I wake up each day knowing this, but to me, it's so expected that I don't give it a second thought and yes, take it for granted. I am infinitely thankful that my parents decided to continue their lives here, a foreign place where they felt/feel a bit out of their element. On that same vein, I'm glad that others who have brought over the ideas that make this country what it is to have made that same decision.
Grew up poor? No problem... you can work your way up, to an extent. Don't like our president? Sure, go ahead and diss him. Want to marry someone outside of your race (and maybe soon, inside your gender)? Deal with the disappointment of your parents, but the paperwork is still yours for the filling.
I have had SO much opportunity here. I get paid without having to physically toil or work on most weekends. I pretty much have everything I could want and am not frequently put down because of my gender or ethnic background.
Eleven years ago, I was listening to the local hip-hop station, notorious for its off-the-wall jokes, while my older sister was driving me to school. The host, "Big Boy," announced that the World Trade Center had been hit by a plane. Thinking that it was a distasteful joke, I walked into the hallway in front of my first period class and saw it was already open and filled with students, not from my class, eyes glued to the television.

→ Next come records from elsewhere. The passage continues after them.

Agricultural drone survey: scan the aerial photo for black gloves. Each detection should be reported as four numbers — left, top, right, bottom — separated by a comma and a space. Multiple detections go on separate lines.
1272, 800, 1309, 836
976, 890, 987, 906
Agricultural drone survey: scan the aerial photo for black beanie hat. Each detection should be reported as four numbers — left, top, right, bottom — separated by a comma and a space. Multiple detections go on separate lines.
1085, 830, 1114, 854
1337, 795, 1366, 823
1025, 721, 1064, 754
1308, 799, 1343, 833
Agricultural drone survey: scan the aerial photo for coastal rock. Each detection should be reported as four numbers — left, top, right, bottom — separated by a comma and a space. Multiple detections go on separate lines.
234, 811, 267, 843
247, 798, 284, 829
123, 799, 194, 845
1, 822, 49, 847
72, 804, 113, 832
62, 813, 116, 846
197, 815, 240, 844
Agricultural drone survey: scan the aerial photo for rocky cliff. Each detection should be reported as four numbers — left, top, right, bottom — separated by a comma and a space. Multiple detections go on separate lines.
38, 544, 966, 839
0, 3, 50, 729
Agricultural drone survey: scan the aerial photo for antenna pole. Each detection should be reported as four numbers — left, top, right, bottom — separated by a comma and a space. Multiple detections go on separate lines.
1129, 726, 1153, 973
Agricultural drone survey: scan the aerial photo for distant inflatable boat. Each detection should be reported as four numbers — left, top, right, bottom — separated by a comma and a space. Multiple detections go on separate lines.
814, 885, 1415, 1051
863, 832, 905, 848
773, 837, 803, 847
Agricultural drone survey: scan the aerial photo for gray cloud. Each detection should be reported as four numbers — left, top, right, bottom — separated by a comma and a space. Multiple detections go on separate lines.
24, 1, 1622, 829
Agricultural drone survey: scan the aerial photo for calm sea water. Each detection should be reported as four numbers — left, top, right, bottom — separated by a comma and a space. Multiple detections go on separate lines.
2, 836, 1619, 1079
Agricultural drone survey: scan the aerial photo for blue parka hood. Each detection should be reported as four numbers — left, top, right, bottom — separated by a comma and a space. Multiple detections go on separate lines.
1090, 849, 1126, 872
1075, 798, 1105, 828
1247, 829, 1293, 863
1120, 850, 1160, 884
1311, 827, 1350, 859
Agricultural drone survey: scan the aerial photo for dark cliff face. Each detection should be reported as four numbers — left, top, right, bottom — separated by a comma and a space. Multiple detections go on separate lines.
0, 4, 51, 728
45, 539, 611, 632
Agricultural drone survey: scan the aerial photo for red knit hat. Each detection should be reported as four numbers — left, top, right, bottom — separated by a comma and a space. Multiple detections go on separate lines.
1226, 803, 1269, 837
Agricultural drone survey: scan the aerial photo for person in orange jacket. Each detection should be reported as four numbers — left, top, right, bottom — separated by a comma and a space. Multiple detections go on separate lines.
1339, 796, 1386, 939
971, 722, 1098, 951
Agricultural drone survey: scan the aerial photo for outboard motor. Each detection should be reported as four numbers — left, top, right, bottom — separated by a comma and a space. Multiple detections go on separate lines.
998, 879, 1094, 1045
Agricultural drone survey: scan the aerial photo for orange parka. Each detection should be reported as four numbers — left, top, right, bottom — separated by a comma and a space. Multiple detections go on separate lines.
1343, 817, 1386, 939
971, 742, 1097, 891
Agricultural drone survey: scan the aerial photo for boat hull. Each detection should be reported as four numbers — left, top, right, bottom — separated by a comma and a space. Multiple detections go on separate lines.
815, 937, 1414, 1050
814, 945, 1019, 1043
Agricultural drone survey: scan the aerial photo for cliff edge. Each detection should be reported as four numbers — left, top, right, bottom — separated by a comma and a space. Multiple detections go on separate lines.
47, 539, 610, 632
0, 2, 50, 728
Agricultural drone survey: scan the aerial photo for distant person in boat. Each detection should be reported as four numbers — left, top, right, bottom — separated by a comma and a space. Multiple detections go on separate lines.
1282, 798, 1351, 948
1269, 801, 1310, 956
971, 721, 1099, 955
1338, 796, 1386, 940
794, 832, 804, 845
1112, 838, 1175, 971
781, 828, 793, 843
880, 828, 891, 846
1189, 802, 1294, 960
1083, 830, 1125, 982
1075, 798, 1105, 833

It was no joke. And seriously, it took me nearly a month to be able to concentrate again. My grades weren't the best during this time because I literally tried to watch the coverage each time I was doing my homework, felt the sadness, and in the back of my mind, I was worrying about whether there was more to come or what.
Later on, we were forced to write a paper in our English class about why war is "evil." I think there was some quote that was used to open the prompt, but it was strange that we were asked to write of this whether we agreed or disagreed with that notion.
I never sat in an airplane before this time, so the first time I did, I finally got to see what all the hoopla about taking off your shoes and security screening was all about. Pulling in and out my quart baggie and laptop over and over again and even having my luggage searched once because I was carrying too many running medals feels warranted and expected. On a recent flight, I was randomly selected for "further screening," and I obliged with no tinge of annoyance at all. Each time I fly, I am reminded of that day and am thankful to have the freedom to fly and the peace-of-mind that comes from others looking out for our safety.
I will end with a note about this election season -- please educate yourselves and make a choice -- while no choice is perfect, your ability to vote is one of those things that your predecessors wished they would have had. Also, in general, politics is not worth fighting over with your friends or significant others. Have your beliefs, but you might not want to have them alone.